Why I Like the Horse Problem So Much
Understanding the situation is not the difficulty with Dealing in Horses—the scenario is clear. Adding and subtracting the numbers in the problem also is not difficult—the numbers are easy to handle, even mentally without having to rely on paper and pencil. Yet deciding precisely what to do with the numbers isn’t obvious to everyone. The difficulty lies in knowing how to choose appropriate arithmetic operations for the situation at hand in order to arrive at a correct solution. The confusion that adults experience with this situation is similar to the confusion that students experience when presented with a page of mixed word problems that leads them to ask: “Do I need to add or subtract?”

Classroom Suggestions
Most recently, I presented the Dealing in Horses problem to a class of seventh graders. I first asked if there was more than one correct answer and they agreed that the problem has to have one right answer. Then here’s what occurred.

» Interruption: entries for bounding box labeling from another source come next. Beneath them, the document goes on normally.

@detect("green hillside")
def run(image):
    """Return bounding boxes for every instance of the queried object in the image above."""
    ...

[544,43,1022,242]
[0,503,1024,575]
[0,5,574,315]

• The students suggested three answers―earned \$10, earned \$20, earned \$30―and I identified a location in the room for each answer. I told the few students who couldn’t decide to stay seated and join a group when they were ready. After a good deal of back and forth arguments with students moving here and there, most students were in the group with the “earned \$20” solution and half a dozen were in the group for “earned \$10.”
•  I had students act out the problem. I chose three students, one to be the first owner of the horse, one to be the second owner, and one to be the horse. I cut index cards in half to represent \$10 bills and gave each of the two students doing the buying and selling ten cards to represent \$100. Then, as I read each part of the problem, they acted it out, including exchanging the “money” and the “horse.” At the end, the two students counted the money they had―Lily had \$120 and Danny had \$80.
•  This convinced most that \$20 was the answer, but some were still holding on to the answer being \$10. They reasoned that after earning \$10 the first time, they spent that \$10 to buy the horse back the second time.

I bought a lamp for \$50 and sold it for \$60.
I bought a table for \$70 and sold it for \$80.
What’s the financial outcome of these transactions?

There was agreement that I earned \$10 for the lamp and earned \$10 for the table, for a total of \$20. But is this problem the same as the horse problem? Some thought yes, some thought no, and some weren’t sure.

Ah, there’s no answer book for most real world problems.